Ela faz referência à Marcha Zumbi dos Palmares, realizada em 20 de novembro de 1995 para marcar os 300 anos da morte do herói negro Zumbi dos Palmares (1655-1695), líder da resistência dos quilombos na antiga capitania de Pernambuco, hoje estado de Alagoas.

A marcha reuniu cerca de 30 mil pessoas em Brasília que denunciaram preconceito, racismo e ausência de políticas públicas voltadas para a população negra. No mesmo dia, o então presidente Fernando Henrique Cardoso (1995-2002) instituiu um Grupo de Trabalho Interministerial para a Valorização da População Negra. O trabalho resultou na criação de políticas e departamentos e órgãos específicos para esse tema, incluindo um departamentos nos ministérios da Saúde e da Educação, da Cultura e um programa de demarcação de terras quilombolas.

“Nada disso foi criado para dar um cargo a alguém, foi criado a partir dos dados tanto dos censos do IBGE como também das PNADs, que são pesquisas mais momentâneas. Elas trouxeram para o conhecimento do governo brasileiro a disparidade que existia de acesso da população negra ao sistema de saúde. O racismo é tão enraizado na nossa sociedade que mesmo no SUS a população negra ficava à margem do acesso à saúde. Então, quando o governo toma a decisão de extinguir esses departamentos, fazer o que está fazendo na Fundação Zumbi dos Palmares, sumir com esse estudo, só está demonstrando o desprezo que tem pela população brasileira. Não tenho dúvida de que isso é o racismo operando de forma muito radical por dentro das instituições, cujo coordenador dessa operação é o presidente da República.”

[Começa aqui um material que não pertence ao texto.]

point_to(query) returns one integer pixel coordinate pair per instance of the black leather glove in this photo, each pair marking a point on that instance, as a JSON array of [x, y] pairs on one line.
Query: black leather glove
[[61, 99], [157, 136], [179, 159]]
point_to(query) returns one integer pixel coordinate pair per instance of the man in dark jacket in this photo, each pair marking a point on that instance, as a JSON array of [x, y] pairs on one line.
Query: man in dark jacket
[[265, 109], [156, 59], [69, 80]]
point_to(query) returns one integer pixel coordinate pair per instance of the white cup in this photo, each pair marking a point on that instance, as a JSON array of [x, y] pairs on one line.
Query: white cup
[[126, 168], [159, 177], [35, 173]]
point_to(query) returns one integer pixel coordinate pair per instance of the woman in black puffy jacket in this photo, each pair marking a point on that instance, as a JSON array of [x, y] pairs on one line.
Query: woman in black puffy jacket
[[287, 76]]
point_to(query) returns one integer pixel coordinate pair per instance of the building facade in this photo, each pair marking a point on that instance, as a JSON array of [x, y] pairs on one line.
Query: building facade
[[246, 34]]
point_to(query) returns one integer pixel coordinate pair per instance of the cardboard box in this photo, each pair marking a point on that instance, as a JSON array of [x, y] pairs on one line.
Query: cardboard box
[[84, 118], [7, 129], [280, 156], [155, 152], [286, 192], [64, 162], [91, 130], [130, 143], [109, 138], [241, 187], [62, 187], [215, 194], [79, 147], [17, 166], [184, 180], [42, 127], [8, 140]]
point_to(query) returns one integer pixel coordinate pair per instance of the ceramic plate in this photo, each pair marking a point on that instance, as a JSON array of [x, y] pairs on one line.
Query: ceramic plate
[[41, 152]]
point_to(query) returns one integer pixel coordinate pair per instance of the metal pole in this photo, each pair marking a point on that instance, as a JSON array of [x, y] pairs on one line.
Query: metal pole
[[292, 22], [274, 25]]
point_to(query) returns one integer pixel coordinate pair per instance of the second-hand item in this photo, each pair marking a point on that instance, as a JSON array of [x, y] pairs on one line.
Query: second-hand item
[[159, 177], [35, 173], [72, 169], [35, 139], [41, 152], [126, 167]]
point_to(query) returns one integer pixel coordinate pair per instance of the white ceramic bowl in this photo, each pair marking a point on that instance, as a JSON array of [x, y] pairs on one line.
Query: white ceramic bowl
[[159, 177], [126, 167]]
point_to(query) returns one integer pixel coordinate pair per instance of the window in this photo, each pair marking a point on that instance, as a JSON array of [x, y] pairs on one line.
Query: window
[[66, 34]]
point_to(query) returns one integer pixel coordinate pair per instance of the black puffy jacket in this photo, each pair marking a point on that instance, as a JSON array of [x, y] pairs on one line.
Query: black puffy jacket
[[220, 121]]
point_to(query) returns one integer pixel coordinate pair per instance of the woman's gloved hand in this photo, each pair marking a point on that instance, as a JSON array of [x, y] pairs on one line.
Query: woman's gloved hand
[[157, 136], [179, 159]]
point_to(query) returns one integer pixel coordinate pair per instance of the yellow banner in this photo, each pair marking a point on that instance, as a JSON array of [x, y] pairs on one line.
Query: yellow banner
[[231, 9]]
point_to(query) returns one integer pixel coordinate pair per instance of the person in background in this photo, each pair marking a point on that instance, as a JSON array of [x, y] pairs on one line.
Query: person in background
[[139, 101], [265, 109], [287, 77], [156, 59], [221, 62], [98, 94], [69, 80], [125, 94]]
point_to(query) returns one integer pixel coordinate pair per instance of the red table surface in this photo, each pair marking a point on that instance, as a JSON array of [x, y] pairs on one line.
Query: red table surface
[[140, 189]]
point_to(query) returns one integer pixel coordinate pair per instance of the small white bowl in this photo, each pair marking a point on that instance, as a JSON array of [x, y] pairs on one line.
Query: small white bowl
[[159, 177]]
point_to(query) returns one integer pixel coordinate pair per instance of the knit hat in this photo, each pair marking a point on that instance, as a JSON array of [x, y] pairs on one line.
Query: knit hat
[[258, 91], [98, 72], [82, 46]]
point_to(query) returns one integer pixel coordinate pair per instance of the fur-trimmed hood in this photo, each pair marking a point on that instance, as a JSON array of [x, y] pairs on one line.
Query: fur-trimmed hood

‘Destruir o pouco que tem’

Biko Rodrigues, da coordenação nacional da Conaq, disse que o sumiço do estudo do site do ministério é “muito preocupante” e revela e mostra “a forma sorrateira do governo de esconder dados relevantes”.

“Em um país onde mais de 60% da população é negra, onde há poucos estudos sobre saúde da população negra, sumir com dados relevantes como esses? Nós sempre cobramos do Estado brasileiro que tivesse u departamento específico para cuidar da população negra e agora, além de não se ter aquilo que se tinha coletado de informação da população negra, esse governo de retirar, de sumir. Isso significa que ele, de uma forma deliberada, racista, totalmente maldosa, ele já escolheu quem é que vai morrer então. Isso é um caso grave e mostra que é um desgoverno. Além de não construir, quer destruir o pouco que tem.”

Segundo Rodrigues, o Dagep do Ministério da Saúde “era o único espaço dentro do governo que discutia uma ação estratégia para saúde no Brasil visando a vulnerabilidade da diversidade étnica”.

Na pandemia do novo coronavírus também não existe um levantamento específico e atualizado do ministério sobre a população quilombola atingida pela doença. O levantamento é feito pelo próprio movimento negro, a partir de informações coletadas em todo o país. Nesta terça-feira (9), o trabalho já indicava 64 quilombolas mortos e 388 casos confirmados de Covid-19, além de 188 suspeitas em monitoramento.

A coluna procurou o Ministério da Saúde na manhã desta quarta-feira (10). O ministério informou, às 8h30, que estava providenciando a resposta junto ao setor técnico. Às 16h30, o ministério encaminhou uma nota de um parágrafo e um link que leva ao estudo sobre a população negra em uma biblioteca virtual, mas não à página da Secretaria de Vigilância em Saúde, onde o estudo sobre a população negra foi originalmente colocado e depois desapareceu. A íntegra da nota é a seguinte: “O Ministério da Saúde informa que a publicação está disponível no site e pode ser acessada através deste link: http://bvsms.saude.gov.br/bvs/publicacoes/vigitel_brasil_2018_populacao_negra.pdf ”

A coluna indagou por que o estudo continua fora da página do sistema Vigitel, onde estão todos os outros estudos do gênero realizados pelo sistema e o motivo pelo qual o estudo foi retirado do ar, mas ainda não houve resposta. Também ficou sem resposta a indagação sobre a extinção do departamento Dagep.